Site Reliability Engineering (SRE) combines software and systems engineering to build and run large-scale, massively distributed, fault-tolerant systems. Much of our software development focuses on building infrastructure and eliminating work through automation.
We are distributed across time zones and continents, and we embrace remote work. In the EngOps team, we follow the infrastructure-as-code approach and practice GitOps. Our on-call rotation uses the follow-the-sun pattern.
We all have different backgrounds and are determined to help you succeed no matter where you are or who you are. If you think you would do a great job at Chainlink, we are looking forward to speaking with you, even if you don’t match 100% of the job requirements: those describe people we’ve usually had a great time working with, but they’re not a tick-box exercise.

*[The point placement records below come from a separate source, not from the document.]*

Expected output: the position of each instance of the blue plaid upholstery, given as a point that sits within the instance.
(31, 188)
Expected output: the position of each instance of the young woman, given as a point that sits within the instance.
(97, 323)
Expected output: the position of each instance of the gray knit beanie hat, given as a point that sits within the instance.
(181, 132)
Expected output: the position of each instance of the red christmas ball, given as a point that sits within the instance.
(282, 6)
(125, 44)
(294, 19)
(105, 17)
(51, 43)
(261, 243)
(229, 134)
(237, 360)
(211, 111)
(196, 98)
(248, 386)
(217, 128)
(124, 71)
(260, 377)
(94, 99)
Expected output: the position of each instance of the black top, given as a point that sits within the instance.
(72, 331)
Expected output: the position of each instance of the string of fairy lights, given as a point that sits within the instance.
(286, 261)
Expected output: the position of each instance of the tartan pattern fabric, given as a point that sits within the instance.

As a Site Reliability Engineer for the Engineering Operations team you will:
- Maintain all on-chain and job orchestration configurations
- Automate and reduce complexities around product operations
- Evangelize and enact best practices as experts to guide high-quality Site Reliability Engineering
- Make tooling user-friendly and accessible to create self-sufficient operational experts across the company and our network of Node Operators
- Continue delivering operational tasks in agreed SLAs to expand scalability and reliability
- Deliver high product velocity while protecting reliability and operability
- Support production systems by being on-call
- Deploy and maintain various externally-facing services
- Improve the reliability and observability of Chainlink services
- Provide our engineers with reliable automations and empower them to deploy and maintain Chainlink services in a repeatable and stable manner
- Support monitoring services that watch over the entire Chainlink network
- Support Incident Response by shortening the duration of incidents while keeping an active feedback loop that assures operations and reliability of our systems get better over time
- Support services before they go live through activities such as system design consulting, capacity planning and launch reviews
- Engage in and improve the whole lifecycle of services—from inception and design, through to deployment, operation and refinement
- Manage execution of project priorities, deadlines, and deliverables
- Provide technical leadership for the local team and work closely with partner team technical leads
Skills and Qualifications
- Excellent communication skills and a sense of ownership
- 4+ years of relevant professional experience. You have a software engineering background and/or an operations background and have worked as an SRE or related role before
- Experience architecting, developing, and troubleshooting distributed systems
- Fluency on design patterns to build performant, resilient and highly available systems
- Proficient software developer, you not only have the ability to read and write code, but also identify opportunities and implement sound solutions to automate routine tasks and eliminate toil
- Experience with system architecture. You can create a design document for a performant and highly available application, involving multiple types of storage, cross-region load-balancing, caching layers and messaging infrastructure
- Excitement for blockchain and Web 3.0
- Be willing to go on-call. Reliability is our most important feature, because on-call is an essential component of a reliable system we take it very seriously
- Professional experience with Golang, TypeScript, or both
- Experience running blockchain full node operator is a big plus
- Experience with Chainlink as a developer or a node operator is a big plus
- Comfort working with network protocols, proxies, and load balancers
- Experience with CI/CD pipelines. You’ve worked on both software delivery and cloud-based services deployment
- Experience with information security and DevSecOps
- Experience working remotely in a distributed team
- Experience with container orchestration
- Some of the tools and services we use daily or almost daily are:
- AWS; Terraform/Terragrunt; Kubernetes, Calico and ArgoCD; Prometheus and Grafana; GitHub Actions; Packer
- We expect you to be comfortable with most of those tools and very proficient in several of them. #LI-RD1
At Chainlink Labs, we’re committed to the key operating principles of ownership, focus, and open dialogue. We practice complete ownership, where everyone goes the extra mile to own outcomes into success. We understand that unflinching focus is a superpower and is how we channel our activity into technological achievements for the benefit of our entire ecosystem. We embrace open dialogue and critical feedback to arrive at an accurate and truthful picture of reality that promotes both personal and organizational growth.
About Chainlink Labs
Chainlink is the industry standard oracle network for connecting smart contracts to the real world. With Chainlink, developers can build hybrid smart contracts that combine on-chain code with an extensive collection of secure off-chain services powered by Decentralized Oracle Networks. Managed by a global, decentralized community of hundreds of thousands of people, Chainlink is introducing a fairer model for contracts. Its network currently secures billions of dollars in value for smart contracts across the decentralized finance (DeFi), insurance, and gaming ecosystems, among others. The full vision of the Chainlink Network can be found in the Chainlink 2.0 whitepaper. Chainlink is trusted by hundreds of organizations—from global enterprises to projects at the forefront of the blockchain economy—to deliver definitive truth via secure, reliable data.
This role is location agnostic anywhere in the world, but we ask that you overlap some working hours with Eastern Standard Time (EST).
We are a fully distributed team and have the tools and benefits to support you in your remote work environment.